Now, allow me to explain why this special case described in bullet 3 exists:
In SQL 2005, the resource db was tied to the master database, and the resource db mdf and ldf files had to be in the same folder as the master db files, else your SQL Service would fail to start. In case of a cluster, the resource db resided on a clustered drive, and when the failover happened, the ownership of the resource database was passed to the second node. Since we had only one copy of the resource database to patch, we were able to patch all the nodes on the cluster in a single run in case of SQL 2005.

This behaviour changed from SQL 2008 onwards.
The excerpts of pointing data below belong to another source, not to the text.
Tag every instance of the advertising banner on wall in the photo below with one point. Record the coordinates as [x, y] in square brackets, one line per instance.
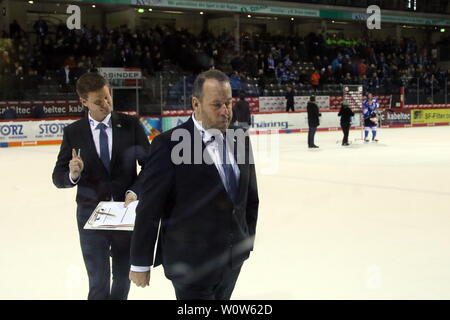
[51, 108]
[393, 117]
[278, 104]
[294, 121]
[33, 130]
[252, 101]
[168, 123]
[425, 116]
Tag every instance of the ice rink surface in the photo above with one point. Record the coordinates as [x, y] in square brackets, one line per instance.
[369, 221]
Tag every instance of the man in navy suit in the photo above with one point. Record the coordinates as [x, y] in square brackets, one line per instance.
[200, 184]
[98, 155]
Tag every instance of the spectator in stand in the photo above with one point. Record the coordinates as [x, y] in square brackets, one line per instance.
[282, 73]
[14, 29]
[374, 83]
[362, 68]
[270, 65]
[348, 79]
[235, 81]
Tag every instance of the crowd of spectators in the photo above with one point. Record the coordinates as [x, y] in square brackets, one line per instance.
[312, 62]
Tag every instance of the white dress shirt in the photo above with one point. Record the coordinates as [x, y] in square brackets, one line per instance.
[96, 136]
[212, 146]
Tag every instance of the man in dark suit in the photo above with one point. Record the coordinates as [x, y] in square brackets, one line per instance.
[205, 197]
[290, 96]
[313, 120]
[99, 154]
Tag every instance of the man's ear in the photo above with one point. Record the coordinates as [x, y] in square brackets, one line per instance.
[195, 103]
[83, 102]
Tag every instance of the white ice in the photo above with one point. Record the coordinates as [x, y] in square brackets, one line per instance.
[369, 221]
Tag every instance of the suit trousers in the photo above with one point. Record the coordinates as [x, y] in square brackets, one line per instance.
[98, 246]
[220, 291]
[346, 130]
[311, 134]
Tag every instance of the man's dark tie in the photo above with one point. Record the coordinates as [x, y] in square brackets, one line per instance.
[232, 186]
[104, 148]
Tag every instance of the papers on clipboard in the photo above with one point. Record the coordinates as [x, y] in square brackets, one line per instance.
[113, 215]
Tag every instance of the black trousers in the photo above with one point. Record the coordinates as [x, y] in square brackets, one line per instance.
[220, 291]
[346, 130]
[311, 134]
[98, 248]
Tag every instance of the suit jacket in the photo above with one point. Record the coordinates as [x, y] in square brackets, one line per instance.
[130, 144]
[313, 114]
[201, 230]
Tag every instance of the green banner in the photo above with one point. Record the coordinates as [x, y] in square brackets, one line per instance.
[278, 10]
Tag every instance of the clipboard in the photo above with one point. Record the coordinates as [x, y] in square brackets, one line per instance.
[110, 215]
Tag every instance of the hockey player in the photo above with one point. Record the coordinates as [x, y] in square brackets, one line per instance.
[370, 106]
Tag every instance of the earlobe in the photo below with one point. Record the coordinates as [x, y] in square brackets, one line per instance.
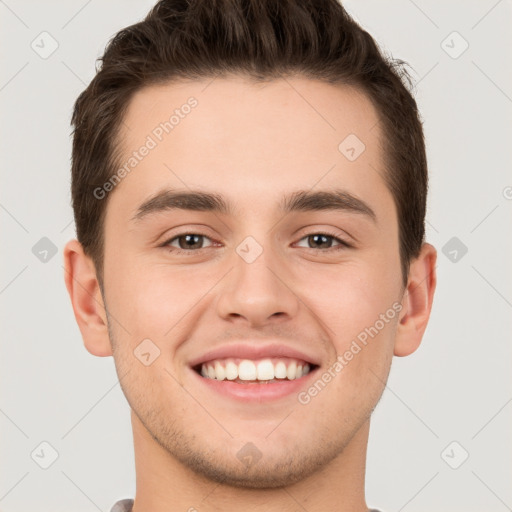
[86, 299]
[416, 302]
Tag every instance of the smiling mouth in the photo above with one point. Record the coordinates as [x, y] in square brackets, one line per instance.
[261, 371]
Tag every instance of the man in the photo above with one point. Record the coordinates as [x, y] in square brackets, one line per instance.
[249, 184]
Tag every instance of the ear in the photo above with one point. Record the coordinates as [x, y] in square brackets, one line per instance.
[85, 294]
[416, 302]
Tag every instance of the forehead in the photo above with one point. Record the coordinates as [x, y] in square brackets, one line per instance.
[253, 141]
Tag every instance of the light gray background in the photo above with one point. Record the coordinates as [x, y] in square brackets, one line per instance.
[456, 387]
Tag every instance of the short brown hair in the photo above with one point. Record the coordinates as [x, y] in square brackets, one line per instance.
[263, 40]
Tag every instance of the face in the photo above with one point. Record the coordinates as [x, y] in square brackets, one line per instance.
[261, 280]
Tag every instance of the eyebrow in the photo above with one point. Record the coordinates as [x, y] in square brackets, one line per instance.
[298, 201]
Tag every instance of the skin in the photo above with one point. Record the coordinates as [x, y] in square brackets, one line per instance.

In SQL 2008 and 2008 R2, the resource database is no longer tied to the master database, and exists in the Binn folder instead. So basically, the resource database is a part of the instance binaries from SQL 2008 onwards. This is why, in case of SQL 2008 and 2008 R2, you need to patch both the nodes separately (one by one). Makes sense? This is why I mentioned in point 3 above that if you are on a cluster and SQL is 2008 or later, there is a good chance you might be able to get SQL up on the other node, even if the resource db files on one node are corrupted.

As a last word, if you’re not sure how your resource db files came to be corrupted, please take it as a top priority to find the root cause behind the corruption, as this is definitely something that warrants further investigation.

If you have any interesting incidents to share w.r.t the resource database, please feel free to do so in the comments section.